In December 2015, Obama granted clemency to 95 federal prisoners, including four whose convictions had nothing to do with drugs. Among them was 52-year-old Carolyn Yvonne Johnson-Butler, who was sentenced to 48 years for armed bank robbery in 1992. She had already been turned down twice for clemency, but she didn’t allow that to deter her from applying again.

“I’m always saying to my kids, ‘This could be the year I come home,'” she told Truthout. One week before Christmas, she woke up thinking, “‘What do I want for my first meal out?’ And I thought, ‘ribs.'” Hours later, she learned that her third clemency application had been granted and began planning for those ribs. She encourages other women not only to apply for clemency, but to “start planning for it, visualizing it, smelling it.”
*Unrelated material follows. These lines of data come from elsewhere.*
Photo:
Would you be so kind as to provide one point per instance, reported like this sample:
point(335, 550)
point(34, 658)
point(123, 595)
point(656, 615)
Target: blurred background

She has since left the federal prison in Aliceville, Alabama, where Speight and many others still hope for presidential mercy. She has reunited with her adult children, who were ages 8, 6, 4 and 3 when she was incarcerated. Now living with her youngest daughter, she, her children and her three grandchildren are getting to know each other beyond the board games and bad food in various prison visiting rooms.

“Knowing that Ms. Carolyn received clemency made me feel great about my application,” said Speight, who considers the older woman both a mentor and a friend. “It makes me feel that there is hope for me.”

Johnson-Butler encouraged Speight and others to fill out a full clemency application rather than wait for Clemency Project 2014 to approve or deny their petitions. “She said time was running out and to do it whether we were denied or not,” Speight said. “She told us not to stop fighting.” Speight took her advice to heart and filled out the application on her own. Now, she and her family are hoping for compassion.

“I will forever be remorseful for what happened to the victim,” Speight reflected. “I was stupid, but I am not anymore. If given a second chance, I can prove it better than I can say it.”